Filmmaker Petr Lom directed and produced the FOCAL POINT episode You Cannot Hide from Allah.
A Pakistani friend told me the story of Ihsan Ulaan Khan, and I was immediately intrigued. I had just completed a film on Muslims in far western China and was looking for a new topic. There was certainly enough material for a film here — an immigrant from Pakistan to the U.S., Khan was a taxi driver for many years until he won a giant lottery, winning almost 50 million dollars (he took a buyout that brought it down to about $30 million). Khan decided to return home to Pakistan and ran for the mayor of his small town, Batagram. While he was mayor, Batagram suffered the devastating earthquake of 2005, which killed almost 80,000 in Pakistan and several thousand in the town of Batagram.

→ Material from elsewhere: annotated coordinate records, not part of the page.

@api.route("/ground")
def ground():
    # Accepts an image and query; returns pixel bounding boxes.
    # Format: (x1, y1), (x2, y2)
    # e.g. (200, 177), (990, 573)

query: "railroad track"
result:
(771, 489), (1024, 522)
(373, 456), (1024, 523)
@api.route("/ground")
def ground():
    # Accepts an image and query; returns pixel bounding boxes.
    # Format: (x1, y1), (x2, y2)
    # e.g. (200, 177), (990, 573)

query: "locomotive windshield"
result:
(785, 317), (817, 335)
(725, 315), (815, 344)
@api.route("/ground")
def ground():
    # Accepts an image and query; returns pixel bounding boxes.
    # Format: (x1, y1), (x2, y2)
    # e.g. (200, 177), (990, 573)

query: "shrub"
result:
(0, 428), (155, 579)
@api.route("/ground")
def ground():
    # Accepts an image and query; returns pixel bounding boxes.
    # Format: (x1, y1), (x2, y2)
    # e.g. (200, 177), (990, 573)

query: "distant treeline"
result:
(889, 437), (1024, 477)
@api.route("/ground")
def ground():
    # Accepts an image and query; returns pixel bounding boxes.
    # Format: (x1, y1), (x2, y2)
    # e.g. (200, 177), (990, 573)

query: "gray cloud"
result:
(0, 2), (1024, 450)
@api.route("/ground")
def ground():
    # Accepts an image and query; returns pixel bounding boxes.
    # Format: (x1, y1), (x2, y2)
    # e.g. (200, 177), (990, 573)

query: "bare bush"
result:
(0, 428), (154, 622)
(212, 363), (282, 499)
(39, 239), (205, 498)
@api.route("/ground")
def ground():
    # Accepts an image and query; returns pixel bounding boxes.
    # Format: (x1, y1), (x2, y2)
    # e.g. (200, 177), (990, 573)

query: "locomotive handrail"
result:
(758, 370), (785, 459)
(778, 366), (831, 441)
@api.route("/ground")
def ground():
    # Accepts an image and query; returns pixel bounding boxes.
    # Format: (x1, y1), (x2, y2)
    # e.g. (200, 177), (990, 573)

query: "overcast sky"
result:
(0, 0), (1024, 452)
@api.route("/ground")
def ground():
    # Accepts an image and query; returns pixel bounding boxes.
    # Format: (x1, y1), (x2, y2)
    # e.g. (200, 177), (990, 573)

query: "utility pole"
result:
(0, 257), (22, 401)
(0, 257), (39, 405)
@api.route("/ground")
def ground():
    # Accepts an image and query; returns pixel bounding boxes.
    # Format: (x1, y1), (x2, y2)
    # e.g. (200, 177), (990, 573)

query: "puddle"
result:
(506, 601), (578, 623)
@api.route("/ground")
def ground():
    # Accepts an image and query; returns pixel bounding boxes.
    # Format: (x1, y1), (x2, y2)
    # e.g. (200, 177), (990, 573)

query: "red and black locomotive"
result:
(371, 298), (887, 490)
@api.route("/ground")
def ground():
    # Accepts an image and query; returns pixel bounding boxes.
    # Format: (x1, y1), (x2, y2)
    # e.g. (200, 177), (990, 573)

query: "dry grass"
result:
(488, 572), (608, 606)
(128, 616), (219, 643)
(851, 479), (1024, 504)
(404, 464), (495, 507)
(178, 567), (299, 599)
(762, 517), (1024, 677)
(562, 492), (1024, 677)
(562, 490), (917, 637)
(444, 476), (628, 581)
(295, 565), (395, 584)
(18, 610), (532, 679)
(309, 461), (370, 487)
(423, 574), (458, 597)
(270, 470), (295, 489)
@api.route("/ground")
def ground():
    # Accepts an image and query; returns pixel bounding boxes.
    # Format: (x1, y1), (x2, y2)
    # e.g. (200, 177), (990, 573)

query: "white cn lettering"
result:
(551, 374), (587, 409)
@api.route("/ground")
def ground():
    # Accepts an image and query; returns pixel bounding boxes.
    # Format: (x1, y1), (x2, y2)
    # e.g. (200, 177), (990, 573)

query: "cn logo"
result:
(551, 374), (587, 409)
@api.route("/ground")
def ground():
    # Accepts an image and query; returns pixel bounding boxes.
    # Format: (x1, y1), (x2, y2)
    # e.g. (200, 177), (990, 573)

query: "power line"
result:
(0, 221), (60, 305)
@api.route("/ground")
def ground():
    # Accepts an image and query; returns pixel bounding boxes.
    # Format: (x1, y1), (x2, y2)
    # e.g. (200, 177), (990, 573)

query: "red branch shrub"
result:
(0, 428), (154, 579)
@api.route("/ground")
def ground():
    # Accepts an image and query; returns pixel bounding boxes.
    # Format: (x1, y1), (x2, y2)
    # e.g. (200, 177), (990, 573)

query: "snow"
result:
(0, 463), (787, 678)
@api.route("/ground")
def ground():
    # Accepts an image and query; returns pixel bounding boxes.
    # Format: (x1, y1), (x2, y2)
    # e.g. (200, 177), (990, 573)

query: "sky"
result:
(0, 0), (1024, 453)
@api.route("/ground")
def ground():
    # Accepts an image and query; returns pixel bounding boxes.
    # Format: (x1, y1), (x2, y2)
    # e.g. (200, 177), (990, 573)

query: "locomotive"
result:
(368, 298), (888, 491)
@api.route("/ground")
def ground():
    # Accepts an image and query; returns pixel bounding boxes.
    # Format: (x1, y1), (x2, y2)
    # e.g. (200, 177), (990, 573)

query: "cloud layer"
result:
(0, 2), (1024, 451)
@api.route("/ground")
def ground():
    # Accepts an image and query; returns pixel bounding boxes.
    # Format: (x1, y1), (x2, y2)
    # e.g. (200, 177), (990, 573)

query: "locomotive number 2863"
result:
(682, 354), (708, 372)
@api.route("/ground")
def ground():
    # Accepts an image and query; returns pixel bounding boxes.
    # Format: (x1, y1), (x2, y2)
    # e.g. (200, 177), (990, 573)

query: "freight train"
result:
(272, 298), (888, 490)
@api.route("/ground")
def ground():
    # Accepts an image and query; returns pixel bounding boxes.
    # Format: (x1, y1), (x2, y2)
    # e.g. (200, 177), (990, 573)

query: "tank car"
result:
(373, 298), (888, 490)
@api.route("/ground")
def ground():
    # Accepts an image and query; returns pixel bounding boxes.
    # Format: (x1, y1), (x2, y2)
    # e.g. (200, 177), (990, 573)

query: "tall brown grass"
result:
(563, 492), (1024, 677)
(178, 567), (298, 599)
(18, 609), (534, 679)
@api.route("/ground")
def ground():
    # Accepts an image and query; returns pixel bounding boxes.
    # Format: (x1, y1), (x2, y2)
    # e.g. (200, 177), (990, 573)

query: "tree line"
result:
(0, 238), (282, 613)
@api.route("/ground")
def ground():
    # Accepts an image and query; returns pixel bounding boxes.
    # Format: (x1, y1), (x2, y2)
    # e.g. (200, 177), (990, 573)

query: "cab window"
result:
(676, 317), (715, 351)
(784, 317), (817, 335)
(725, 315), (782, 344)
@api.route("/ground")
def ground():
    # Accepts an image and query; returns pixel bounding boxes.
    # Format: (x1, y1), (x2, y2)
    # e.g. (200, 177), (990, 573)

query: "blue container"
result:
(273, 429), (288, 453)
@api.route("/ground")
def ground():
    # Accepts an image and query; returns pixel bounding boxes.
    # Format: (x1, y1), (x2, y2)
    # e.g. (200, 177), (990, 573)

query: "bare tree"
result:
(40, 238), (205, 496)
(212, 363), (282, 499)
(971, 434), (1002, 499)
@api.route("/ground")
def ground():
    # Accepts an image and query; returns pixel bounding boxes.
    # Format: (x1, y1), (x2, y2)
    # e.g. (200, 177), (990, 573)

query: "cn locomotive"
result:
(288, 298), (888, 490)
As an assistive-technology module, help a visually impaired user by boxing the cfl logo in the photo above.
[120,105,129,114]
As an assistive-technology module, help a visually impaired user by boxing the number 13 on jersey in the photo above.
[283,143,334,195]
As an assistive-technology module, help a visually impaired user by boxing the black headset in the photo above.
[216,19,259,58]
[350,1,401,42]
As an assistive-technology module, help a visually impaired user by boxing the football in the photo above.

While filming Khan I came to believe that his heart is in the right place — though I think the film makes clear what an ambiguous mix the combination of philanthropy and political action can be. Last fall, Khan ran for a seat in the National Assembly in Pakistan but after losing he’s decided to dedicate his efforts full time to philanthropy.
Shortly after I left Batagram, the troubles that plague the North-West Frontier Province in Pakistan, and in particular the nearby region of Swat, erupted. There were some riots in Batagram, and the CARE headquarters which had been newly constructed was burned down. I had filmed Khan dedicating this very building at its opening. Most international NGOs left as a result.
My strongest memories of Batagram are not, however, of Khan, but of my translator, Said Umar Wazir, with whom I am in regular email contact. Umar is a fundamentalist Muslim — with a beard down to the middle of his chest — and is one of the most admirably pious men I have ever met, whose religious devotion and gentle nature I admire. He is still trying to convert me to his faith. Umar unfailing reminds me that his mother prays for my soul every night. So far their efforts have not succeeded, but Umar’s piety has left a permanent impression on me.